When you are dyeing cellulose fibers, you need to add some extra steps to the process. One step that improves the depth and fastness of color on cotton is to use tannin in conjunction with your mordant.

The only downside of using tannin is that it can darken the color and make it more brown. There are lots of sources of tannin, some of which produce a light yellow or beige, others a pale pink, and still others dark yellows and browns. This page from Maiwa has some useful information about tannins. But I had found in the past that even with the lightest tannin I had tried (gallotannin from oak galls), I didn’t like the way colors shifted to a muddier tone.

However, for this recipe, the color was supposed to be dark and rich. So, tannin was my friend this time around.

Tannin combined with iron does something amazing! Check it out:

In the tub on the left are the samples of cloth that have been scoured in a liquid cationic scour from Earthues (via Nancy Zeller at Long Ridge Farm) along with soda ash.
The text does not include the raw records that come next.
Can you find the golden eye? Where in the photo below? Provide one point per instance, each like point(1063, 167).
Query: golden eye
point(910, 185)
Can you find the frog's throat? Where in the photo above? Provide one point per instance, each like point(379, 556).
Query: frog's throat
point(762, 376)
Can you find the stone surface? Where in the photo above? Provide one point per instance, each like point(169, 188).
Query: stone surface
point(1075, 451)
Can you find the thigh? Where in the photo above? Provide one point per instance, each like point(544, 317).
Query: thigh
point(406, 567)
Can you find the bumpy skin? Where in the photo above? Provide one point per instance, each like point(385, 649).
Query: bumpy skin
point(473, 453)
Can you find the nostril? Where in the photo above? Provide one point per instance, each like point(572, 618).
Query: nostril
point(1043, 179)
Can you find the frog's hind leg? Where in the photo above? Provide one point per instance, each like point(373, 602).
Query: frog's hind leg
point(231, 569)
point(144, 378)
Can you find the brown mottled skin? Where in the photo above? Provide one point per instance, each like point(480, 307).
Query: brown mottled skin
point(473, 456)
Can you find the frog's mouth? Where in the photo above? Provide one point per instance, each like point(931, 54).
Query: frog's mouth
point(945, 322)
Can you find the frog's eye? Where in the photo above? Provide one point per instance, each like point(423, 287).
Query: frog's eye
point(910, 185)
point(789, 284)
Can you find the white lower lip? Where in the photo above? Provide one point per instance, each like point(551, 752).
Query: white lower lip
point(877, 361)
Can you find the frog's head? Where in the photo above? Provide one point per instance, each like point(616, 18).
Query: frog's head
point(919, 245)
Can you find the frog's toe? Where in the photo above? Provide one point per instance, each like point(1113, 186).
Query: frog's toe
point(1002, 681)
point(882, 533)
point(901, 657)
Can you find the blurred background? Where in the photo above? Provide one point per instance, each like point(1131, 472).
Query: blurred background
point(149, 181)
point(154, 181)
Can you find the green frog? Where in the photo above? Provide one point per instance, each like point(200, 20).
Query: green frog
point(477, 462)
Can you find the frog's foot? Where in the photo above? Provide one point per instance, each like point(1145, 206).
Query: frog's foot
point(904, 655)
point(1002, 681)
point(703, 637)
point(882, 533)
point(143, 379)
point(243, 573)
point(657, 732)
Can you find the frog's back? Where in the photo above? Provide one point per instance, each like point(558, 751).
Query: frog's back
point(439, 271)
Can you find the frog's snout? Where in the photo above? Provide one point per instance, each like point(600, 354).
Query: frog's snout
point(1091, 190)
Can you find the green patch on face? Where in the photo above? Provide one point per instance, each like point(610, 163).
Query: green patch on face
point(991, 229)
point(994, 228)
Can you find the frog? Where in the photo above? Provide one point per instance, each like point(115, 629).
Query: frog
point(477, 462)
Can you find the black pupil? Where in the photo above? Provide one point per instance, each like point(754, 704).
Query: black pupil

I used scour at a rate of 5.5% of the weight of the goods (the weight of the dry cloth), and soda ash at 2% of the weight of the goods. Following Earthues’ general directions, I dissolved both the scour and the soda ash in a pot of hot water, added the fiber, brought it up to 180 degrees F., then maintained it at that temperature for 30 minutes. I pulled out the cloth while it was still pretty hot and rinsed it well. I should say, too, that the cloth had already been washed in a washing machine with my usual laundry detergent. Well-scoured cotton is key.

Then the cloth was soaked in a tannin solution overnight (roughly 12 hours). For twelve ounces of fiber I used a little less than 4 oz. of gallotannin from Earthues. After that I let the cloth dry, then cut it into smaller pieces for my experiments. Each little sample was about 1.5 oz.

On the right hand side of the photo above, you can see the dramatic shift in color when the tannin-treated fiber was submerged in a solution of ferrous sulfate (iron) for 30 minutes. For the small samples I was doing, I used a quarter of a teaspoon of iron dissolved in a stainless steel pot with 2 gallons of hot water. Iron can make blotches, so I “worked” the fiber, meaning I picked it up and moved it around under the water. Wear gloves! This is an important safety rule when working with mordants. The color shifted noticeably after only ten minutes! I have to say, it was really exciting!

The last step in this “Amish Purple” recipe is the madder dyebath. A while ago I bought powdered madder root on sale from Dharma Trading. It is a little tricky to work with because it is very fine and hard to strain, but the price was right. I used about a 1:1 ratio of plant material to fiber, extracted the madder twice over two days, then combined the two dyebaths. I kept the temperature on the madder bath around 130 degrees F while it was heating.

Once the madder bath was strained, I divided the dyebath in half. In one half, I put one of the little samples into the dyebath overnight just to soak. In the morning I pulled it out, stirred in a quarter of a teaspoon of dissolved calcium carbonate, returned the cloth to the pot, and heated it. The pH was 7. While dyeing the cloth, I let the bath get up to 160 degrees and maintained that temperature for an hour.

Here are some photos of the madder bath on the stove:

On the far right above you can see the sample while it was still wet. Here’s what it looks like all washed and dried:

Here you can see the madder purple next to some pieces of tannin-iron cloth without any additional dye:

I really like the rich eggplant-purple in the madder sample. I expected the tannin-iron samples to be more of a charcoal gray, but they have a purplish tint as you can see here. Clearly, tannin on cotton is way more exciting than I previously gave it credit for!